What platforms are supported?​

Trinity supports three platforms via cross-compilation:

  • macOS (x86_64 and ARM64/Apple Silicon)
  • Linux (x86_64 and ARM64)
  • Windows (x86_64)

Build cross-platform release binaries with zig build release. The framework also compiles to WebAssembly for browser and edge deployment.


What is HybridBigInt?​

HybridBigInt is Trinity's core storage type for ternary vectors. It maintains two internal representations: a packed form that encodes each trit in 2 bits (achieving near-optimal 1.58 bits/trit density) and an unpacked form (an array of individual trit values) for fast element-wise operations. Conversions between the two are lazy and cached, so you get both memory efficiency and computational speed. See the HybridBigInt API reference.

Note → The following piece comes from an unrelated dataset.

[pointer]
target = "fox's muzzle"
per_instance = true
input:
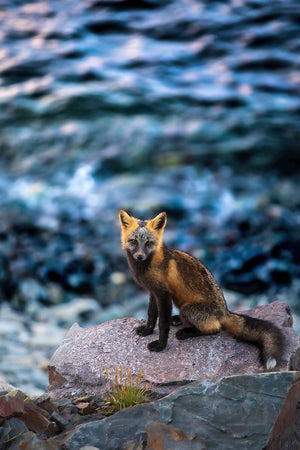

What is the Trinity Identity?​

The Trinity Identity is the algebraic identity phi^2 + 1/phi^2 = 3, where phi is the golden ratio (1 + sqrt(5)) / 2. It follows directly from the defining equation phi^2 = phi + 1. The identity links the golden ratio to the number 3, which is the optimal integer radix for number representation. A full proof can be found on the Trinity Identity page.


Where can I get help?​

If you encounter issues, check the Troubleshooting page first. For bugs and feature requests, open an issue on GitHub. You can also run zig version to verify your Zig installation and zig build test to check that your build environment is working correctly.